Satisfied that she was well and leaving her sleeping soundly, Croft made his way downstairs. He entered a large rectangular assembly hall where a few survivors had gathered together. He found the lack of any noise or conversation more difficult to handle than the solitude and he kept moving, crossing the room diagonally and leaving by another exit. The fact that everyone had become so painfully withdrawn somehow made the situation harder for him to deal with but, then again, what was there to talk about? Did any of the survivors have anything in common?

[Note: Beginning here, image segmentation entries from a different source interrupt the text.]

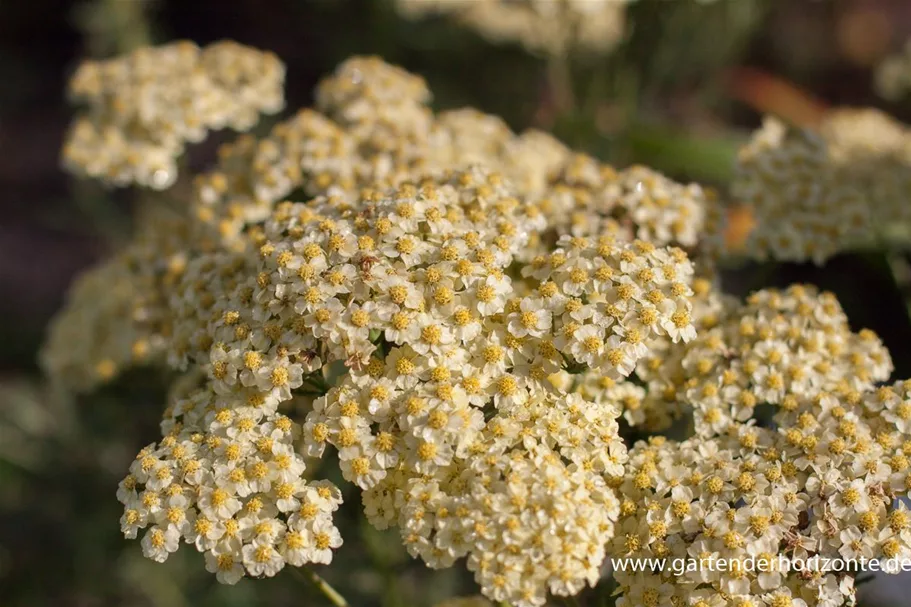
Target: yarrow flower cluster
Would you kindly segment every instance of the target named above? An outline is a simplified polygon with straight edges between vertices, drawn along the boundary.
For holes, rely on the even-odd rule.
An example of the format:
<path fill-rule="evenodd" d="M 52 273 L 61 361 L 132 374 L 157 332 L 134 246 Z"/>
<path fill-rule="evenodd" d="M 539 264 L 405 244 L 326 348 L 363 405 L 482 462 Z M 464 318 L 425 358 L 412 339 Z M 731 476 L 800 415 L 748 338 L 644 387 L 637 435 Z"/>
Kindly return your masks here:
<path fill-rule="evenodd" d="M 744 253 L 822 264 L 907 230 L 909 153 L 907 128 L 877 110 L 833 110 L 817 130 L 766 118 L 740 150 L 732 187 L 755 226 Z"/>
<path fill-rule="evenodd" d="M 772 565 L 911 555 L 896 501 L 909 491 L 911 383 L 876 387 L 889 355 L 830 294 L 760 291 L 682 348 L 677 398 L 697 437 L 633 448 L 610 552 L 733 565 L 616 571 L 618 604 L 853 604 L 849 574 Z M 750 557 L 766 566 L 742 566 Z"/>
<path fill-rule="evenodd" d="M 260 113 L 281 110 L 284 76 L 273 54 L 227 41 L 85 62 L 70 81 L 70 96 L 86 110 L 70 128 L 64 165 L 116 186 L 165 189 L 186 142 L 209 130 L 247 130 Z"/>
<path fill-rule="evenodd" d="M 237 101 L 281 72 L 221 81 Z M 117 105 L 139 120 L 130 82 Z M 319 111 L 222 147 L 185 207 L 141 216 L 77 281 L 42 353 L 53 379 L 179 374 L 117 495 L 146 556 L 192 545 L 223 583 L 329 563 L 342 490 L 313 478 L 317 458 L 412 556 L 464 558 L 516 607 L 596 585 L 607 555 L 908 551 L 893 499 L 911 489 L 911 385 L 877 387 L 889 354 L 834 296 L 724 296 L 711 191 L 429 98 L 401 68 L 346 61 Z M 738 194 L 816 234 L 785 247 L 763 228 L 754 252 L 821 260 L 869 223 L 845 177 L 860 144 L 831 124 L 831 149 L 770 122 L 743 152 Z M 622 438 L 675 424 L 690 436 Z M 843 574 L 615 577 L 631 606 L 853 598 Z"/>
<path fill-rule="evenodd" d="M 740 150 L 732 194 L 753 211 L 746 254 L 756 259 L 820 264 L 871 228 L 863 192 L 829 161 L 825 140 L 774 118 Z"/>
<path fill-rule="evenodd" d="M 623 35 L 626 0 L 396 0 L 410 19 L 442 14 L 493 42 L 533 52 L 605 53 Z"/>

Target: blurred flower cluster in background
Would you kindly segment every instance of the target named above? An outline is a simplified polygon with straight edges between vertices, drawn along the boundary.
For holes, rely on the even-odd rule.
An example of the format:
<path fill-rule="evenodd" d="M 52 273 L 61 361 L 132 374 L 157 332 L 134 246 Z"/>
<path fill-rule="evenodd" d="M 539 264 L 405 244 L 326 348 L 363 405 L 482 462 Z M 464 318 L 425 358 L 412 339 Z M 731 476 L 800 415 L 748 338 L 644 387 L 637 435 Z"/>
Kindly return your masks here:
<path fill-rule="evenodd" d="M 904 554 L 882 487 L 908 483 L 911 390 L 877 386 L 911 377 L 911 5 L 51 4 L 0 8 L 4 605 L 726 604 L 599 564 L 697 550 L 701 516 L 745 551 L 737 529 L 799 527 L 766 516 L 798 493 L 857 519 L 818 551 Z M 409 237 L 415 200 L 452 240 Z M 301 303 L 320 289 L 344 305 Z M 219 469 L 235 445 L 271 488 Z M 507 480 L 524 497 L 497 501 Z M 571 571 L 525 558 L 570 552 L 522 518 L 548 491 L 573 499 L 528 507 L 575 517 Z M 853 595 L 833 580 L 819 604 Z M 885 607 L 911 580 L 856 583 Z M 801 604 L 776 584 L 740 604 Z"/>

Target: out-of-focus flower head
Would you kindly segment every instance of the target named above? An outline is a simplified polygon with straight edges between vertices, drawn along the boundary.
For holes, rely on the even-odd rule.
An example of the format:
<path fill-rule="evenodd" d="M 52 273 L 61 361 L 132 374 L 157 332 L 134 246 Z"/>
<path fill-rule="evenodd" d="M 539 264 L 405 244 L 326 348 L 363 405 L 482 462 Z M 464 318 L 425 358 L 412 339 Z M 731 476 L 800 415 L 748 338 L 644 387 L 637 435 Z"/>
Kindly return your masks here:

Even if they did, chances were that whatever interests they may have once shared were gone now. What was the point of talking to anyone else about your taste in food, clothes, film, music, books or anything anymore? And as every survivor who did speak quickly found to their cost, it didn’t matter who you tried to talk to or what you talked about, every single conversation inevitably began and ended with pointless conjecture about what had happened to the rest of the dead world.
Croft needed nicotine. He walked the length of another corridor then turned right and sat on a step halfway down a short staircase which led to a glass-fronted entrance door. This small, secluded area had become something of a smoker’s corner and two other survivors - Sunita, a student who lived in the building they were sheltering in and Yvonne, a legal secretary from a firm of solicitors on the other side of the ring road - were already stood there, smoking their cigarettes and staring out into the darkness. Croft had successfully kicked the habit five months ago but had started again yesterday. It didn’t seem to matter anymore. He lit his cigarette and acknowledged the two women who turned around to see who it was who had joined them.
‘You all right Dr Croft?’ Yvonne asked.
He nodded and blew a cloud of smoke out into the still air just in front of his face.
‘I’m okay,’ he replied, his voice quiet and tired. ‘You two?’
Sunita nodded instinctively but otherwise didn’t reply.
‘My Jim,’ Yvonne said softly, ‘he used to love the dark.
Sometimes, when he couldn’t sleep, he’d get up and go and sit in the bay window at the back of the house and watch the sun come up. He used to love it when the birds started singing. If he was feeling romantic he’d wake me up and take me downstairs with him. Didn’t happen often, mind.’
Yvonne smiled momentarily and then looked down at the ground as the sound of bird song in her memory was swallowed up and overtaken by the all consuming silence again, leaving her feeling empty, vulnerable and lost. She wiped a tear from her eye. She was in her early fifties but the strain of the last few days had left her looking much older. Her usually impeccable hairstyle was frayed and untidy, her once smart business suit now crumpled and unkempt. Sunita sensed her grief and put a hand on her shoulder and pulled her close. She knew that Yvonne’s husband had worked in an office across town and that, on the first morning, she’d gone there and found him dead at his desk, face down in a pile of papers.